With some difficulty I got him on his mule again, whilst he kept muttering “Galope, galope! con los Ingleses es siempre así, galope, galope!” and for the remaining twenty miles, with the aid of a long stick, I kept his mule in front of me at a ‘galope,’ or rather at a sort of shuffling canter which was all she was equal to. The guide swayed fearfully in his saddle, and at times I thought that he must come off, but somehow or other he always managed to save himself just in the nick of time; by degrees he got better, and, much to my astonishment, when he dismounted at Santo Domingo he was as sober as a judge. There we parted on the best of terms, and as I learnt that the arriero had also arrived safely with the pack-mules, I mounted my horse again and rode on to join Mr. Price at the ruins.
CHAPTER XXIII. PALENQUE.
On the 20th February, Gorgonio, José Domingo, and Caralampio Lopez arrived at Palenque, having ridden overland from Guatemala, and we at once set to work making paper moulds of the inscriptions; by the end of three weeks a large number of moulds had been dried and stored in one of the temples, and others in process of making were still adhering to the sculptured slabs, when, late one evening, a heavy rain-storm unexpectedly burst upon us. It was impossible in the dark to reach the temple where the moulds were stored, as the whole of the intervening space was covered with felled trees, and even in the daytime it was a severe gymnastic exercise to get from one building to another. When daylight came and we were able to reach the temple, we found that the waterproof sheets with which the moulds were covered had not sufficed to keep out the driving rain, and that half of the moulds had been reduced to a pulpy mass, and those in process of making had been almost washed away. The rain continued to fall all day long, the rooms where we were living were partly flooded, the walls were running with water, and the drip came through the roof in all directions. It was not until the next day that the remnant of the moulds could be carried out to dry in the returning sunshine, and then we made certain that the greater part of the work would have to be done over again.

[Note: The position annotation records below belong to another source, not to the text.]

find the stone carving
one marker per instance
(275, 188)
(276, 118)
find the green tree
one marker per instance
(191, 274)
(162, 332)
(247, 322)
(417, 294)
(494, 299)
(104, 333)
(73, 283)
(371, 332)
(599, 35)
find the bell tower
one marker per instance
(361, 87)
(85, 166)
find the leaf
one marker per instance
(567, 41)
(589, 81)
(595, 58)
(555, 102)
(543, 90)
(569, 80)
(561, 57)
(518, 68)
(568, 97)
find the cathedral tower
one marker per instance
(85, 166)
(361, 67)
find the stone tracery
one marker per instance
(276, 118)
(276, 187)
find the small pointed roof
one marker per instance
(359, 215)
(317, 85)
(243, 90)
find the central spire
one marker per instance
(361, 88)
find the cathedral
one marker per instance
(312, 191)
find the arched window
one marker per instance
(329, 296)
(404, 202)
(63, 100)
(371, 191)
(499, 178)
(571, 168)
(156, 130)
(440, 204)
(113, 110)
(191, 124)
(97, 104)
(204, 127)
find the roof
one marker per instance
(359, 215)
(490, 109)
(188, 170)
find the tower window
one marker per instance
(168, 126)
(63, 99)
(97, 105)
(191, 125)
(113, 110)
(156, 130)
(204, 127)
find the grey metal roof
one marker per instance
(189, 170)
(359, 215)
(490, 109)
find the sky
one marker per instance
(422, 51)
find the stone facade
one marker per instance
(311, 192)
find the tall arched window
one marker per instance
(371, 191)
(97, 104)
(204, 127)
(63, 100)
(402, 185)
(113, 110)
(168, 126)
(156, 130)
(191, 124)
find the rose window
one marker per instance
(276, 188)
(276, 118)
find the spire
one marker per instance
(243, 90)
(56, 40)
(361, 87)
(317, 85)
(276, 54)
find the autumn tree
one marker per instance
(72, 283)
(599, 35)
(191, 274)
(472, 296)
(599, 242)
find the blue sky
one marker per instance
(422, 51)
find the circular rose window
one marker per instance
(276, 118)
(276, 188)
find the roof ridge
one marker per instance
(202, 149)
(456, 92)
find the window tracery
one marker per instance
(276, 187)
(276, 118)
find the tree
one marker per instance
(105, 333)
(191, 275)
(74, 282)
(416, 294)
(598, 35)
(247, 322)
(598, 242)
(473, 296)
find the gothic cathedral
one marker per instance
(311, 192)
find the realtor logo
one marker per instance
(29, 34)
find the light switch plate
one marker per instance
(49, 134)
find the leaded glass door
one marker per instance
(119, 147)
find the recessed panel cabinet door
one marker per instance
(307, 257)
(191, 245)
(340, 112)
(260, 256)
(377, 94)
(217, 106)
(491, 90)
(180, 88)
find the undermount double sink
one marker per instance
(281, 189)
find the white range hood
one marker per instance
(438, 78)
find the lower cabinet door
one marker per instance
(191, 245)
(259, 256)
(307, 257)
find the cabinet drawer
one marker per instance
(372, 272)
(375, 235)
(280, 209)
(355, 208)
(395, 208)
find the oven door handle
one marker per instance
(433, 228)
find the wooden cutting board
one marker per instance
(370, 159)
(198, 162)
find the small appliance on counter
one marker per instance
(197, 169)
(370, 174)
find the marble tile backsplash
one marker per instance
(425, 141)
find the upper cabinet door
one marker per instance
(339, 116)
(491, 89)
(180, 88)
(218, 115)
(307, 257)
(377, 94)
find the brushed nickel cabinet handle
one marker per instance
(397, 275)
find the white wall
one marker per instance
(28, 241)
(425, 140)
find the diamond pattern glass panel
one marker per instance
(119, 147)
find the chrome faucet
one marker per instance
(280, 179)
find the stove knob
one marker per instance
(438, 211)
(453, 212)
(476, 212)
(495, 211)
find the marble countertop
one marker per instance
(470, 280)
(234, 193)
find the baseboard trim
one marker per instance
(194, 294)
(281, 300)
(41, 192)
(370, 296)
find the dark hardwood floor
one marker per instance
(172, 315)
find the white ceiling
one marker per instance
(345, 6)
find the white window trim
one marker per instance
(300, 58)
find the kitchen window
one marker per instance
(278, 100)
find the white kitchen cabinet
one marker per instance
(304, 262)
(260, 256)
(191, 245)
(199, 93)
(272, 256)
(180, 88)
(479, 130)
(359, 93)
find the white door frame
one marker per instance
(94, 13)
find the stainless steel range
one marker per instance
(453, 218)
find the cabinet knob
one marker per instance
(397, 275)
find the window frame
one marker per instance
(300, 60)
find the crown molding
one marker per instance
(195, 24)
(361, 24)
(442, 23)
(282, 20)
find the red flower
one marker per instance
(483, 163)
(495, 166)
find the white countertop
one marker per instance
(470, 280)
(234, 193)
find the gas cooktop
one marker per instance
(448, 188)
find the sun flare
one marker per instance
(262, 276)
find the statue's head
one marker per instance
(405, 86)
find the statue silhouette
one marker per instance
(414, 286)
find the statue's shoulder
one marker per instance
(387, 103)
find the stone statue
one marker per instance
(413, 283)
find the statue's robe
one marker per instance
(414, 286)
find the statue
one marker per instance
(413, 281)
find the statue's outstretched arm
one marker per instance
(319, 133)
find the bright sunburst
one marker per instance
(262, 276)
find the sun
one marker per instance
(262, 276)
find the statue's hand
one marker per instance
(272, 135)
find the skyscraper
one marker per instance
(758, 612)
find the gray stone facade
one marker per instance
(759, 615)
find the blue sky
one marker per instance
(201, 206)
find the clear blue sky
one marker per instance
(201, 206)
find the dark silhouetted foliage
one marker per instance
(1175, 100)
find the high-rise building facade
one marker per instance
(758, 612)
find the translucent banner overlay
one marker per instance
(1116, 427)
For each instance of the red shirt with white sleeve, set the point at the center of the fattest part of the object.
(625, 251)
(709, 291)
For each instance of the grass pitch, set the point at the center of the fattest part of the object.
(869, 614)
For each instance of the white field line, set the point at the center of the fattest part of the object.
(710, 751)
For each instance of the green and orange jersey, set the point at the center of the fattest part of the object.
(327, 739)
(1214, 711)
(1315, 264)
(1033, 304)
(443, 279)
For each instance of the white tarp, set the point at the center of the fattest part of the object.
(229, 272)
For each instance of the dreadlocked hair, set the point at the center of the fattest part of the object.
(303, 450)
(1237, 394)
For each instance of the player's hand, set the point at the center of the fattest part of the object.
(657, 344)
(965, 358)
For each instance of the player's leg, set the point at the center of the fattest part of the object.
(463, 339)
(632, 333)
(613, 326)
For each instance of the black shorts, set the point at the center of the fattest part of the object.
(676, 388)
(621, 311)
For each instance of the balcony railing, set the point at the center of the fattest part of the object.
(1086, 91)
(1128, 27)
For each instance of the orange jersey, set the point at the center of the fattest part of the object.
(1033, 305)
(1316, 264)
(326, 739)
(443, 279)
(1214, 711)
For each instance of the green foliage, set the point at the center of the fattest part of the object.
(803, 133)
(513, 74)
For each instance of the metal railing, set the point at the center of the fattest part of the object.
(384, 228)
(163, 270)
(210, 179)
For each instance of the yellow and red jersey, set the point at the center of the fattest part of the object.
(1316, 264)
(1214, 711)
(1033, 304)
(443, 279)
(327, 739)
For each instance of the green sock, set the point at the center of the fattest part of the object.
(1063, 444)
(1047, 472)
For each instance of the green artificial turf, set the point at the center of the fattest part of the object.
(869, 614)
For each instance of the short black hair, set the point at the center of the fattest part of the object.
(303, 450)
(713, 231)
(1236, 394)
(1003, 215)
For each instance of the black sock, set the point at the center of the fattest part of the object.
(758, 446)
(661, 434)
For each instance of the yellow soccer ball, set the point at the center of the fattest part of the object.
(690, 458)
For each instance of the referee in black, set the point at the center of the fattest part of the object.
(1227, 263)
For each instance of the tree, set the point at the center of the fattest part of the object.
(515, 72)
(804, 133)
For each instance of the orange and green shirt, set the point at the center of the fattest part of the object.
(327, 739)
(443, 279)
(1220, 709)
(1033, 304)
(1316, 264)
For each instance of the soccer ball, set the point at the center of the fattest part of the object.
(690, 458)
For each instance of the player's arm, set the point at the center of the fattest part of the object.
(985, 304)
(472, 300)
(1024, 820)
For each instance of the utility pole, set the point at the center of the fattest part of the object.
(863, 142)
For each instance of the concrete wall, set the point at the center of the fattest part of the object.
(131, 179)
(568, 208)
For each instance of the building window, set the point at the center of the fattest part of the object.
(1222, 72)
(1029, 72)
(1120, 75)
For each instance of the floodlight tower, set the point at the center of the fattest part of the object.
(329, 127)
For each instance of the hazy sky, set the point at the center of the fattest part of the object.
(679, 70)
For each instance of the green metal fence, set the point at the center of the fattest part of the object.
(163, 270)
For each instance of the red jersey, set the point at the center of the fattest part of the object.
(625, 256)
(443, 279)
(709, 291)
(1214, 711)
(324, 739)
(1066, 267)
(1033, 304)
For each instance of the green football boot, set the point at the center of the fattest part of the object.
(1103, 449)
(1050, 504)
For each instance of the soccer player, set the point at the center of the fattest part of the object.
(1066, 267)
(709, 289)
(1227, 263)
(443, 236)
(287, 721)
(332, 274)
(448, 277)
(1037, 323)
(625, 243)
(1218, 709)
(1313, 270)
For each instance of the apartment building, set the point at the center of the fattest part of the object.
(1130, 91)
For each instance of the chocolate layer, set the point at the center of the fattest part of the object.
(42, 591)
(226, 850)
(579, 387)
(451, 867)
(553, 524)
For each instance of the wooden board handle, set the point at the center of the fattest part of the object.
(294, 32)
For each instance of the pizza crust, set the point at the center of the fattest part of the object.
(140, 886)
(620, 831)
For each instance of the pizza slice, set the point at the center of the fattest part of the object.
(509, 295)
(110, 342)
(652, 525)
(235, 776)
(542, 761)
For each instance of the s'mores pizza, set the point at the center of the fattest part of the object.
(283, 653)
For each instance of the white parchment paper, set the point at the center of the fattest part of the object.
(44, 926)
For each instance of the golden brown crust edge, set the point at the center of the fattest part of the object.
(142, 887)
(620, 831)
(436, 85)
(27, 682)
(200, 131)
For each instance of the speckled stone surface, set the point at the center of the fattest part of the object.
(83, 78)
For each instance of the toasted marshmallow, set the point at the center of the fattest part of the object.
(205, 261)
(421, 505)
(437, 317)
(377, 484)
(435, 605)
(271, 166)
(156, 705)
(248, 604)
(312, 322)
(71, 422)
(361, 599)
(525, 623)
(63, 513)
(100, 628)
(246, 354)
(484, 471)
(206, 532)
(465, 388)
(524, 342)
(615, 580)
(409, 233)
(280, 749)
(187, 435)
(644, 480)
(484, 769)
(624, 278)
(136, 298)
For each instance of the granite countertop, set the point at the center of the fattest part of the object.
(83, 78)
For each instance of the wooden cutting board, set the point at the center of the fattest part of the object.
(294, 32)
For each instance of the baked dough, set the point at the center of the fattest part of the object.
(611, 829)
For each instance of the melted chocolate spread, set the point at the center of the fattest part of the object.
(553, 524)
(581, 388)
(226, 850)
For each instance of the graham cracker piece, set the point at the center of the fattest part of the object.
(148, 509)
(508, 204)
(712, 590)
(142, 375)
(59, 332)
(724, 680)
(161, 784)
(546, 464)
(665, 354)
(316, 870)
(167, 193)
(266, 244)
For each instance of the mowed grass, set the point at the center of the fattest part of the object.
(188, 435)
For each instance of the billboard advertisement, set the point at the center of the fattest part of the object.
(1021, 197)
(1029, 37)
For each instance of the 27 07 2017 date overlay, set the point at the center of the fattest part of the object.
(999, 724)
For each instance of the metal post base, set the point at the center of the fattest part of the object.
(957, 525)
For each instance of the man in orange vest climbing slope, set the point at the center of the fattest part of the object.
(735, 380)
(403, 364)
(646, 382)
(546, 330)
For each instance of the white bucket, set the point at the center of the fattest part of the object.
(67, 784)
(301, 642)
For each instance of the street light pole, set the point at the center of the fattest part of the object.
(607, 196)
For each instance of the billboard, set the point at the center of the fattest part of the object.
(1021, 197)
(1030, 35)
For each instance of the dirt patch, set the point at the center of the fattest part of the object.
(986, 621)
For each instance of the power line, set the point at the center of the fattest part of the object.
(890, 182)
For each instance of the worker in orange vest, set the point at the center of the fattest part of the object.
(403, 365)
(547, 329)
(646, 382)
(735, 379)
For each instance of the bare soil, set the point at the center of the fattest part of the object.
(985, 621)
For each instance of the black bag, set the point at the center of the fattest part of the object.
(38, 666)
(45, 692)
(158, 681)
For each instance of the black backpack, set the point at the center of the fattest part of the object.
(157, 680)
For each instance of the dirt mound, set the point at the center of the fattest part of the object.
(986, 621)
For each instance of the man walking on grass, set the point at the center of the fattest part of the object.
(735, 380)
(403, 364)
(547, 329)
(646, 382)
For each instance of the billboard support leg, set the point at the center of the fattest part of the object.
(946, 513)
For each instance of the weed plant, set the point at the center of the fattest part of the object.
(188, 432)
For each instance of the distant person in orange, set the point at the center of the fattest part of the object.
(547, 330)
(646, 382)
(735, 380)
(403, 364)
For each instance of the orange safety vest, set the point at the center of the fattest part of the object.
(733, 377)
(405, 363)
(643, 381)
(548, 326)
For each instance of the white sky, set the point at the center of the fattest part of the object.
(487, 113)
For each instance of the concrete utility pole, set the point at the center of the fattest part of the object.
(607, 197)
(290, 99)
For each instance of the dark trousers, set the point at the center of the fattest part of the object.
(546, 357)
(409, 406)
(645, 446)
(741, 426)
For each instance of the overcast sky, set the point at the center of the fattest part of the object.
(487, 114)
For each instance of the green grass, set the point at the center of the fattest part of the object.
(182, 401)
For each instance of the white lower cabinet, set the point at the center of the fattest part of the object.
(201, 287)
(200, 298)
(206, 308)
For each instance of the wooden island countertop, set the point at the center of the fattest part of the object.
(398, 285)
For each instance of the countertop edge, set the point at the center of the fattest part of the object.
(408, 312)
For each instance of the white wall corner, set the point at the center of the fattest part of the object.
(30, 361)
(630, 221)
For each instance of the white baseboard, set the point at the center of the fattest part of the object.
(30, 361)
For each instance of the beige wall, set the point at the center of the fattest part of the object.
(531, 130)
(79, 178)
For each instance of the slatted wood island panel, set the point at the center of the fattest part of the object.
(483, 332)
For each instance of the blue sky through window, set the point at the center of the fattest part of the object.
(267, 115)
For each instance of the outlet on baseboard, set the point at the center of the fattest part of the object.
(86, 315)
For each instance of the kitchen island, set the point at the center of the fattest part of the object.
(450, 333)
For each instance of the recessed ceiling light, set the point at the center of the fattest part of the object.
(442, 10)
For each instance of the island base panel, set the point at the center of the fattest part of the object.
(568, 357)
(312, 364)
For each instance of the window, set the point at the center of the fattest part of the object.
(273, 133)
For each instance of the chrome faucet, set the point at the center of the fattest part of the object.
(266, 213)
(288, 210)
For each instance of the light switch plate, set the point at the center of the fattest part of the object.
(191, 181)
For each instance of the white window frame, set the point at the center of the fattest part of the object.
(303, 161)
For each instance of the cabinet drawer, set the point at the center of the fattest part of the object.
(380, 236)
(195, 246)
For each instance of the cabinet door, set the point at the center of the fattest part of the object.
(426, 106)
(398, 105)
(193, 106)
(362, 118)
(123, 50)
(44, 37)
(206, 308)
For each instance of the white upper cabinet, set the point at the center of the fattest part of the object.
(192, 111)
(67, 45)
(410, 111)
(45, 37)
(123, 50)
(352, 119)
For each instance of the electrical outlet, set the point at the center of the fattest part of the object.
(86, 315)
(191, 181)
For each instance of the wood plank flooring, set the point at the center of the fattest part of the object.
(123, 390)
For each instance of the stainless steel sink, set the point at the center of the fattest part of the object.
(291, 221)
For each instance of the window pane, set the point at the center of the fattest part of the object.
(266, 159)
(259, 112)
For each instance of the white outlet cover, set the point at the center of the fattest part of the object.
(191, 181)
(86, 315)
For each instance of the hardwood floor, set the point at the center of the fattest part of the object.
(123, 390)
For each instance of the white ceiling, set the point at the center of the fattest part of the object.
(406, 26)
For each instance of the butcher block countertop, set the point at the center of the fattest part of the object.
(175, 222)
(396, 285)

GORGONIO LOPEZ, PALENQUE, 1891.
I will not weary my readers with any further account of the troubles in engaging labourers, it was the old story of effusive offers of help and broken promises over and over again; at one time, for a few days, we actually had as many as fifty men at work, and during the next week we were left without a single one. For many days our only connection with the village was kept up by the two small boys who brought over the supply of tortillas for which a contract had been made. These plucky little fellows walked the twelve miles through the forest alone, although they were so small that on arriving at the ruins they had to help one another up and down the rather steep steps which led in and out of the Courts. Perhaps the chocolate and sweet biscuits with which they were rewarded had something to do with the persistence with which they stuck to their task.
The forest which surrounds the ruins is as heavy as any I have seen in Central America, and we were not able to clear away the undergrowth and fell the timber over more than three quarters of the area included in the plan, but this was sufficient to bring to light all the principal buildings. A fortnight of sunshine is needed to dry up the leaves after the trees are felled, and it is of course of the greatest importance to burn off the whole clearing at the same time, as the dried leaves easily catch fire and the great heat ensures the destruction of all the twigs and smaller branches; but unluckily we were denied a continuous fortnight of dry weather, and each succeeding rain-storm beat the dried leaves off of the branches and reduced the amount of easily inflammable material. It was not until the 15th April that we were able to run fire through the clearing, and as the result was not very satisfactory, a good deal of our time was afterwards taken up in heaping together the unburnt branches and starting secondary fires. The trunks and larger limbs were of course left unconsumed, although some of the drier logs would go on smouldering for many days.